La Iglesia se lanzó a la evangelización del mundo el día de Pentecostés. El Espíritu Santo es el


gran regalo de Jesús a los suyos, después de salir de sus miedos y de sus infidelidades, y
volverse a juntar en comunidad. El Espíritu es el Espíritu de la comunión.
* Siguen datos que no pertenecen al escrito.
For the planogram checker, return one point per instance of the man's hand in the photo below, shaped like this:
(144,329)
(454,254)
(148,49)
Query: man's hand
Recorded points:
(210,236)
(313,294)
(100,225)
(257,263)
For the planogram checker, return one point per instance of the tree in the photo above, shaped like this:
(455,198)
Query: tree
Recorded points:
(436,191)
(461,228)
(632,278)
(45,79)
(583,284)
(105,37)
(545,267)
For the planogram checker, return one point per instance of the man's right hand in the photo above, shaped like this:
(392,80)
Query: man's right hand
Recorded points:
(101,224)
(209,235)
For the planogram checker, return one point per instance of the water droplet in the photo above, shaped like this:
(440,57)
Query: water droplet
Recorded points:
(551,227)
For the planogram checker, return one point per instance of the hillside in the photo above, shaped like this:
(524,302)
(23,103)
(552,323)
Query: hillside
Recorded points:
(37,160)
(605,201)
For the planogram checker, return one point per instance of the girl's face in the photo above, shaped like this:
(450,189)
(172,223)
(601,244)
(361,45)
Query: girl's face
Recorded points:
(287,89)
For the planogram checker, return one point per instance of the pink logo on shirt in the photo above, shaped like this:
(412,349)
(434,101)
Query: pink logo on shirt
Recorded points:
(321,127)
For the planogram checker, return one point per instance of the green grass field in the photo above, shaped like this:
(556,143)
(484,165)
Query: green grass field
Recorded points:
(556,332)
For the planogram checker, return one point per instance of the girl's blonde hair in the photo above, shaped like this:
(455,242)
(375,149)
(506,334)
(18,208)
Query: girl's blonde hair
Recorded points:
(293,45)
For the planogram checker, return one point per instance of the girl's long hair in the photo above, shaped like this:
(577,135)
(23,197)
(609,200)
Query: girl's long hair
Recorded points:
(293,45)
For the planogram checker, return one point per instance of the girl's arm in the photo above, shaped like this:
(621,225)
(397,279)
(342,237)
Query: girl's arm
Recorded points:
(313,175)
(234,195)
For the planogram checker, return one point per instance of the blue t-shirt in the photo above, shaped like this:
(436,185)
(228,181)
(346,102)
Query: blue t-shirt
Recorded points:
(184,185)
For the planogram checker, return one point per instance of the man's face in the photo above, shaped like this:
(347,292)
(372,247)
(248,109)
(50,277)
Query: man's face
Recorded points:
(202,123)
Sin Él, es imposible
forjar una comunidad, una familia; con Él se construye la familia de los hijos de Dios. Con todo,
el Espíritu de Jesús es el “gran desconocido”. Querer transformar esta sociedad sin espíritu,
materializada y sin sentido, supone abrirse de nuevo al poder y la fuerza de Dios. Con el
Espíritu se libera a los hombres a sus esclavitudes y de nuevo aparece la libertad. Con el
Espíritu se hace el camino hacia la Verdad plena, que es Jesús. Una Iglesia que no es
carismática, que no posee los dones y gracias del Espíritu, es una Iglesia sin vida, sin capacidad
de ser fermento en medio de la masa.

Urge, urge pedir de nuevo al Espíritu de Dios. Urge unirse de nuevo en comunidad, con María
la Madre de Jesús, para que un nuevo Pentecostés airee la iglesia y sea aliento para el mundo
de hoy asfixiado. No, no está fuera del corazón del bautizado. Está tan adentro que se
convierte en Vida de su vida, si se le deja ser libre. El Espíritu de Jesús es el amor profundo y
entrañable, el amor especial, entre el Padre y el Hijo, un amor hecho don, entrega, ágape,
fiesta gozosa. Ese amor se convierte en abrazo. El Espíritu es el abrazo infinito y eterno del
Padre y del Hijo. Lleno de calor y alegría; lleno de vida y verdad. Un amor que es derramado a
los corazones de los bautizados. Aún más si el Espíritu de Dios llena la faz de la tierra

Vivimos en tiempos de regalos, bendiciones. El Espíritu es el gran regalo del Padre a sus hijos;
es la gran bendición del Padre a los suyos. Y el Espíritu, en lo interior realiza la obra de la
santificación, de la vivificación. Con su amor y poder, con su luz y verdad, adorna el corazón de
los que lo dejan actuar, transformándolos en el Hijo. Es fuente de luz para las mentes; es
fuente de amor para el corazón; es fuente de fortaleza para las voluntades; es fuente de
oración para el espíritu; es fuente de Paz y serenidad para los cuerpos; es fuente de libertad
para la persona. Realiza en nosotros todo lo que Jesús hizo por nosotros. él es el gran hacedor;
es la acción de Jesús hoy salvando al hombree. El Espíritu es la vida del alma: es el Don más
hermoso de todos los dones.

Jesús, realizada su obra de salvación, subió al cielo.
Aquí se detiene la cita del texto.